Wednesday, November 25, 2020

Leadership 101 - The Role and Responsibility of Directors – Part 9

 Leadership 101 - The Role and Responsibility of Directors – Part 9


By Nikki Viljoen – Viljoen Consulting (Pty) Ltd 


Please note that this pertains to South African Legislation, the King Requirements, and Best Practice.


What we are tackling today and looking at it the Internal Financial Controls.


Before I get into the detail on what the requirements are, let me just say here, that there is a mantra that I try to live by and that is “If cash is King, then clarity must be Queen!”


All of your controls, irrespective of whether they are financial or not must be extremely clear on “how the process is run and what it measures,” and certainly this must apply to all of the financial controls.  There must be no room for interpretation or speculation.


Controls that have no purpose or that cannot properly be measured cannot be properly managed and this will most probably lead to the mismanagement of funds, or even worse, theft or fraud.  So please make sure that they are simple and very clear and that they actually serve a purpose. Having a procedure for the sake of having a procedure is a waste of everybody’s time.


Now, back to the requirements.


In order for South African companies to be able to trade globally, we have to be aligned with the global “Best Practice Principles”.  These requirements have been attended to in the Kings I, II, III, and now IV (and will most probably be featured in all the subsequent amendments that are made down the line), so it is of paramount importance that you, at the very least, have read all four, if not understood and digested them all.


The following is therefore required:-

- An integrated report, which includes a statement from the Board on the effectiveness of the Internal Control.  Remember that if the controls cannot be measured they cannot prove their effectiveness.  In my experience, this is where I have to first ask . . “Are there Internal Controls?” and then the next question if the answer is “Yes,” will be “Are these Internal Controls documented?” The next question then, of course, is “Are the documented Internal Controls tested from time to time to ensure compliance?” If the answer to any of these questions is a “No”, please understand you are heading for a world of pain!


- Also included in the integrated report there should be a statement from the Audit Committee on the effectiveness of the Internal Financial Controls.  Of course, in order to be able to quantify this, the report needs to be supported by a formally documented annual review which must include a review, which must further include a review of the framework of the Company’s Internal Financial Control.  This would also need to have been suitably listed.
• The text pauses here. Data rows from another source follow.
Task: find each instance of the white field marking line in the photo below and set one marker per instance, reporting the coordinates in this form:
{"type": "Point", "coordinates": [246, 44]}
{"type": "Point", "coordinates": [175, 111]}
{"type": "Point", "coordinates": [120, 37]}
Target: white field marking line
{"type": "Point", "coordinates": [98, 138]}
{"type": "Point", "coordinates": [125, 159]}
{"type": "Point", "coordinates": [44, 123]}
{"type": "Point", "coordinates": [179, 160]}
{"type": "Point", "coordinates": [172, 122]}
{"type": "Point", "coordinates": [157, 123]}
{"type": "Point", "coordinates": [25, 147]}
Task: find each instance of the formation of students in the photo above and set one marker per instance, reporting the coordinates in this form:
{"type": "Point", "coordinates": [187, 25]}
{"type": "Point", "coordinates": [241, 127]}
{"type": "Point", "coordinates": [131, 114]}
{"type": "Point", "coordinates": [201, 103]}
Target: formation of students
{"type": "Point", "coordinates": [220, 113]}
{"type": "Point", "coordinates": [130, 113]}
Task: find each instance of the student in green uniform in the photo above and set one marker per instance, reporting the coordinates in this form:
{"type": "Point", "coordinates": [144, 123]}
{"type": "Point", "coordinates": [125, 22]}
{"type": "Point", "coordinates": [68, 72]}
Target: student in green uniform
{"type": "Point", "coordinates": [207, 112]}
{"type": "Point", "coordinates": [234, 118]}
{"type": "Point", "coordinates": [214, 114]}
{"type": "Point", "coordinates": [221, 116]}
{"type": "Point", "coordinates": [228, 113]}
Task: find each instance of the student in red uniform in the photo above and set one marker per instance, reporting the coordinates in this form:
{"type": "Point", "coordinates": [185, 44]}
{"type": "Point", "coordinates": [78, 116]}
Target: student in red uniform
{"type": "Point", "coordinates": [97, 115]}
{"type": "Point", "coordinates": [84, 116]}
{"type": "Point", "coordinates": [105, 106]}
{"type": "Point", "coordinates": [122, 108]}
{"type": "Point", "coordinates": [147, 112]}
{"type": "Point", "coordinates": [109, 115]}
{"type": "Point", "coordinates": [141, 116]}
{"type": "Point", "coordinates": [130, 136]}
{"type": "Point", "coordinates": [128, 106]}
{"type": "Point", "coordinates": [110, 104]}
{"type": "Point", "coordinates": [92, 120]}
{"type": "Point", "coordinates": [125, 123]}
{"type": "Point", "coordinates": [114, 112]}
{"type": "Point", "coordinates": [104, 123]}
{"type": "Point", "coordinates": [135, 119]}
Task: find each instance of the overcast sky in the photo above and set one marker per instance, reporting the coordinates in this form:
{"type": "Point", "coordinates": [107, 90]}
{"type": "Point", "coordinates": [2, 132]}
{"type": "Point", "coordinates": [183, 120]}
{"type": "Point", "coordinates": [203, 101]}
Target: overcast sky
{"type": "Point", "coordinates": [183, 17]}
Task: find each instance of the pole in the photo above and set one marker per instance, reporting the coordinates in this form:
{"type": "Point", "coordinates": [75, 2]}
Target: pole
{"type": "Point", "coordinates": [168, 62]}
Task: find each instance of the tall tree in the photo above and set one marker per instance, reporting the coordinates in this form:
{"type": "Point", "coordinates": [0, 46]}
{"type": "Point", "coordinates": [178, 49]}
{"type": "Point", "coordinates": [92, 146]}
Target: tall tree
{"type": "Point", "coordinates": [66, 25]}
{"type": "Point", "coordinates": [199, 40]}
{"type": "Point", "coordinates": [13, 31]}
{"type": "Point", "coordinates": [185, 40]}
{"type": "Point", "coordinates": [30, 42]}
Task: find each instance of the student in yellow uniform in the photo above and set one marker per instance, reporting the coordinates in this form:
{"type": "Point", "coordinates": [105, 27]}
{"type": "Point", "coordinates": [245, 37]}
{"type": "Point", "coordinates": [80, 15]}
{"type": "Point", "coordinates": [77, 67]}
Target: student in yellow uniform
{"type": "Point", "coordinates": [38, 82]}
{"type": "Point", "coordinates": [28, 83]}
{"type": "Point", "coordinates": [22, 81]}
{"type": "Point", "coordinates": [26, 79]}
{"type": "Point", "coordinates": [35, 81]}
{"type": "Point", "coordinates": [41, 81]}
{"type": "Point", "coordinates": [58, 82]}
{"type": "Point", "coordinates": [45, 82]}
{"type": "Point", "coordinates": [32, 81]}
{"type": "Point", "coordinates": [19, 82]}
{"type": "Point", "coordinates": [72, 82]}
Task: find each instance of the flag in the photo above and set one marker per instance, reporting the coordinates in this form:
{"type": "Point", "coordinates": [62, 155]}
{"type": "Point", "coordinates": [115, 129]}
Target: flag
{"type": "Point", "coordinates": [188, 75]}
- Any weaknesses in the Internal Financial Controls, that are considered to be material or that have resulted in an actual financial loss or a reputational loss due to other material losses, or fraud, must be, reported to both the Board and the Stakeholders.  In my opinion, it is a good idea to list what is “acceptable” and what is deemed “unacceptable” as this will remove the ‘emotion’ from the decision when you are faced with it.


- Although the Audit Committee is responsible for the determination of nature and the extent of the formal review of the documented Internal Financial Controls, an external attestation is required on the Audit Committee’s statement on the Internal Financial Control.


So exactly what are the questions that the Directors should be asking?


1. Is there some sort of control framework that governs the financial reporting in the organization, such as (but not limited to) COSO  (Committee of Sponsoring Organizations is the one that is used most often)?


2. Have all the probable risks to “fair” presentation in the Financial Statement results and disclosures been identified and documented?


3. Are there controls in place to ensure that these risks are taken into account, in order to both prevent or discover anomalies in the Financial Statements and then to ensure that they are disclosed in the results.


4. Are the anomalies that were identified by the controls, now also evidenced in the report. Remember that we are aiming for “Full Transparency” here, both the directors and the stake Holders MUST be aware of what is happening in the Company in terms of finance and how it will affect the company!


5. Were the controls identified in 4 above, properly documented in the results and reported to the Internal Audit Committee at the time that they were identified, and were they reported accurately?  This will show transparency.


6. Has the Internal Audit Committee’s findings been properly evidenced and this would also include the assessment that was documented by Internal Audit?


7. Is there a process in place to ensure that the framework remains current at all times.


As you can see it is of paramount importance that all discrepancies are firstly highlighted, and secondly investigated, and then transparently and accurately reported. Finally, once a discrepancy is highlighted and investigated, and reported, a solution needs to be found to ensure that it cannot and will not happen again going forward.


It is also important to ensure that controls and processes are updated and kept current so that new technology or techniques are always included in the audit.